La mejora en los indicadores sociales responde, en gran medida, al esquema de estabilización económica implementado por la gestión de Javier Milei. Al priorizar el equilibrio fiscal y el control de la emisión monetaria, el Gobierno Nacional logró que los ingresos de los hogares comenzaran a ganarle la carrera a la inflación.
En este último semestre, el ingreso total familiar aumentó un 18,3%, superando el incremento de las canastas básica y alimentaria, lo que permitió que millones de argentinos salieran de la línea de pobreza.
En cuanto a la indigencia, el informe técnico señala que se situó en un 6,3%, mostrando también un retroceso frente a mediciones previas.

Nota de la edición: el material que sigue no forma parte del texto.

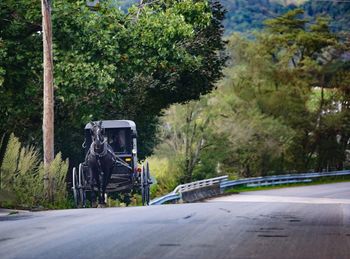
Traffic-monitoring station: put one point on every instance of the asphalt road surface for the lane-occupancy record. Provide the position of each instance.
(301, 222)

El informe destaca que, si bien la brecha de pobreza persiste en algunos sectores, el aumento real del poder adquisitivo ha funcionado como un motor de alivio para las familias, validando el impacto de las reformas estructurales que la administración libertaria viene sosteniendo desde su asunción.
Pese a este escenario optimista a nivel macroeconómico, el desafío continúa siendo la pobreza infantil, que afecta al 41,3% de los menores de 14 años. No obstante, la dirección de los números generales otorga un sólido respaldo estadístico al plan económico vigente, demostrando que la normalización de las variables financieras está traduciéndose, de manera paulatina pero constante, en una mejora de las condiciones de vida de la población.